Efficacy and acceptability of different interventions for acrophobia: A network meta-analysis of randomised controlled trials
journal contribution
posted on 2023-07-26, 15:18authored byPo-Han Chou, Ping-Tao Tseng, Yi-Cheng Wu, Jane Pei-Chen Chang, Yu-Kang Tu, Brendon Stubbs, Andre F. Carvalho, Pao-Yen Lin, Yen-Wen Chen, Kuan-Pin Su
Background:
Currently, different psychological interventions have shown significant efficacy in the treatment of acrophobia. However, the superiority of these individual treatments remains unclear. This network meta-analysis (NMA) aimed to investigate the efficacy, acceptability, and superiority of different existing interventions for acrophobia.
Methods:
We conducted a NMA of randomised controlled trials (RCTs) and compared the efficacy, acceptability, and superiority of different existing interventions for acrophobia.
Results:
In total, 17 RCTs (946 participants) were included in this study. The NMA demonstrated that virtual reality (VR) coach-delivered psychotherapy (standardised mean difference [SMD]=-2.08, 95% confidence interval [CI]: -3.22 to -0.93), in vivo exposure augmented with oppositional action (SMD=-1.66, 95% CI: -2.81 to -0.51), VR exposure therapy with 20 mg cortisol administration (SMD=-1.61, 95% CI: -3.14 to -0.09), VR based cognitive behavioural therapy (VRbasedCBT; SMD=-1.14, 95% CI: -2.22 to -0.05), and in vivo exposure (SMD=-1.02, 95% CI: -1.81 to -0.23) were significantly superior than the placebo/control interventions in improving the symptoms of patients with acrophobia.
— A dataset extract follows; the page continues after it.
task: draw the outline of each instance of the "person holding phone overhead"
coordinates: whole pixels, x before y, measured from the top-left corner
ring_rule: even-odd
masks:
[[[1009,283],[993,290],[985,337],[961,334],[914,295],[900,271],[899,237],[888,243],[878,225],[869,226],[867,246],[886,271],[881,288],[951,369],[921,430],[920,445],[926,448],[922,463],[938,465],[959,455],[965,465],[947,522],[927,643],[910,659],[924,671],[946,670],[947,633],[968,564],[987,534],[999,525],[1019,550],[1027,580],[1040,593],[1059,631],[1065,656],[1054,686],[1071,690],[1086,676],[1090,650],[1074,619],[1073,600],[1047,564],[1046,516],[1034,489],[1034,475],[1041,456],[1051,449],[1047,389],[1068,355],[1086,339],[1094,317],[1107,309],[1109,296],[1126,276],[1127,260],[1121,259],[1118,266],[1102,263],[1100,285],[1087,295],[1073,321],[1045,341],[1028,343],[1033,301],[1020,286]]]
The NMA further indicated that VR coach-delivered psychotherapy was associated with the best improvement among all the 19 treatments for acrophobia. Furthermore, only VRbasedCBT (odds ratio=2.55, 95% CI: 1.09 to 5.96) was associated with higher dropout rate than the control/placebo.
Limitations:
Sample heterogeneity, non-standardised assessment tools, and limited RCTs in some of the treatment arms.
Conclusions:
VR coach-delivered psychotherapy could be considered as a first-line intervention for treating acrophobia. However, because of the study limitations, the overall evidence was not sufficiently strong, which warrants future studies.